How can we tell? Maybe those are the great men who are writing the scurrilous articles, and these whom they attack are not the great men? Some may say: Give the children an opportunity the to hear both sides. Yes, that is all well and good; but if a man were to come into your home and say to you that your mother is not a good woman, you would know he lied; wouldn't you? And you wouldn't let your children hear him. If a man came and told you that your brother was dishonest, and you had been with him all your life and knew him to be honest, you would know the man lied. So when they come and tell you the gospel is a hypocritical doctrine, taught by this organization, when they tell you the men at the head are insincere, you know they lie; and you can take the same firm stand on that, being sincere yourself as you could in regard to your mother and brother. Teach your children, your boys and girls everywhere, to keep away from every bad book and all bad literature, especially that which savors of hatred, or envy, or malice, that which bears upon it the marks of hypocrisy, insincerity, edited by man who have lost their manhood.
"The world wants men, true men,
Who can not be bought or sold,
Men who scorn to violate truth—
Genuine gold."
Now, brethren, it is for us to say whether we will be the Judases or the Jameses, whether we will be true to the divine within us, in observing the word of wisdom, in Sabbath keeping, in giving to our children pure literature—the best [113] books, so that we can keep their souls free from the polluted atmosphere of poisonous journalism.
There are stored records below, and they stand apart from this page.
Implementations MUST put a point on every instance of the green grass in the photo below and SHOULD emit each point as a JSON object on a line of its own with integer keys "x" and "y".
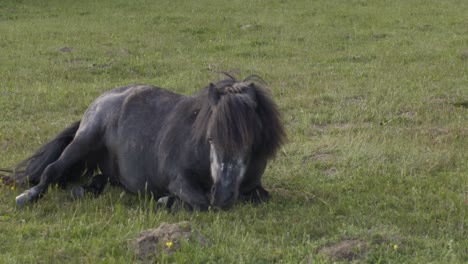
{"x": 371, "y": 94}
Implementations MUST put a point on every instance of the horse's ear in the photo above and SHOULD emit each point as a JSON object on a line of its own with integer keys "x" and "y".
{"x": 213, "y": 94}
{"x": 251, "y": 92}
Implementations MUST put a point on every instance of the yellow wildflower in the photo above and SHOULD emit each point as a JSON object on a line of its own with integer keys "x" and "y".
{"x": 169, "y": 244}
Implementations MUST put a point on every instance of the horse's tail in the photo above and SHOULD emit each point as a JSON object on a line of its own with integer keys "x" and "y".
{"x": 29, "y": 171}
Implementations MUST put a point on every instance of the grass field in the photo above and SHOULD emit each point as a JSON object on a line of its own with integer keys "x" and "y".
{"x": 373, "y": 96}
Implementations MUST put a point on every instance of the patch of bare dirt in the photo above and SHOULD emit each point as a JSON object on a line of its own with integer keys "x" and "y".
{"x": 166, "y": 238}
{"x": 346, "y": 250}
{"x": 330, "y": 171}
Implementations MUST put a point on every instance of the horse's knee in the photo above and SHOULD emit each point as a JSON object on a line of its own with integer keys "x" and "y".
{"x": 28, "y": 196}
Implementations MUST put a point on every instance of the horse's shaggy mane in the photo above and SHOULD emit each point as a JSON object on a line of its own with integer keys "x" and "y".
{"x": 244, "y": 115}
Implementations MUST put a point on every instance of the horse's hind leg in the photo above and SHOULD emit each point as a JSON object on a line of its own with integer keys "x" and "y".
{"x": 95, "y": 187}
{"x": 74, "y": 153}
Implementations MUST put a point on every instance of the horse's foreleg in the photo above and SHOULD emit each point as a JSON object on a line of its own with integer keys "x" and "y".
{"x": 72, "y": 154}
{"x": 95, "y": 187}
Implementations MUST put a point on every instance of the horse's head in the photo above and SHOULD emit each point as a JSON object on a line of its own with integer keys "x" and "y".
{"x": 232, "y": 129}
{"x": 240, "y": 122}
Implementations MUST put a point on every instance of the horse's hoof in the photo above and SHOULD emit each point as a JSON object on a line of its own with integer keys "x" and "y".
{"x": 77, "y": 192}
{"x": 23, "y": 199}
{"x": 165, "y": 202}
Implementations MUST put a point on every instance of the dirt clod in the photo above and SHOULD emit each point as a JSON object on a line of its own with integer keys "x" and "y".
{"x": 166, "y": 238}
{"x": 346, "y": 250}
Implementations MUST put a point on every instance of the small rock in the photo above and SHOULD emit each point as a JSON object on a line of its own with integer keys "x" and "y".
{"x": 166, "y": 238}
{"x": 65, "y": 49}
{"x": 347, "y": 250}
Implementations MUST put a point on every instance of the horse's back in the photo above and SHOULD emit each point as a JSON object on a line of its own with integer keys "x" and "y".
{"x": 130, "y": 119}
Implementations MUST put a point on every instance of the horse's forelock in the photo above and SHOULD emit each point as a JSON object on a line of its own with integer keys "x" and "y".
{"x": 244, "y": 116}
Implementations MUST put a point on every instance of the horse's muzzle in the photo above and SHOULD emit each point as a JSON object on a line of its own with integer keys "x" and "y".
{"x": 222, "y": 199}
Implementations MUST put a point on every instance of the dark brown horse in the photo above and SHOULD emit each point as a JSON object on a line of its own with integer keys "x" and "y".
{"x": 209, "y": 149}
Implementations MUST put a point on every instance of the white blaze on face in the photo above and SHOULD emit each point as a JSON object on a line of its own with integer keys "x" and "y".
{"x": 215, "y": 165}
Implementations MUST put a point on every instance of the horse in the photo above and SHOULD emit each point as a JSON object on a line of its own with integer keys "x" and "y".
{"x": 203, "y": 151}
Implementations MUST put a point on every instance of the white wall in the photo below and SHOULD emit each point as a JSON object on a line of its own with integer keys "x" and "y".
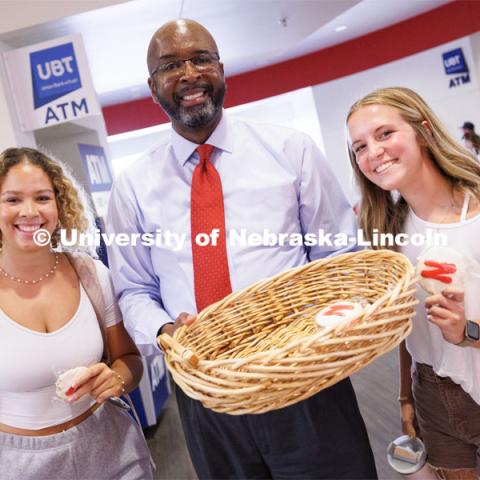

May God bless us all, that we may, above all, be true to the divine within us; be men, true men; be noble women, true to motherhood, true to wifehood, true to God; then we shall all be one. If all the world will take that same stand, every man give out only that which he understands to be right, some day we must all come to the truth; sincerity of life will bring all men to the truth, eventually. God hasten the day, I ask, in the name of Jesus Christ. Amen.
McKay, David O. "Address for the 79th Semi-Annual Conference of the Church of Jesus Christ of Latter-day Saints." In LDS Conference Reports, Salt Lake City, October 6, 1908, by the Deseret News. Salt Lake City: The Deseret News, 1908, 108–113.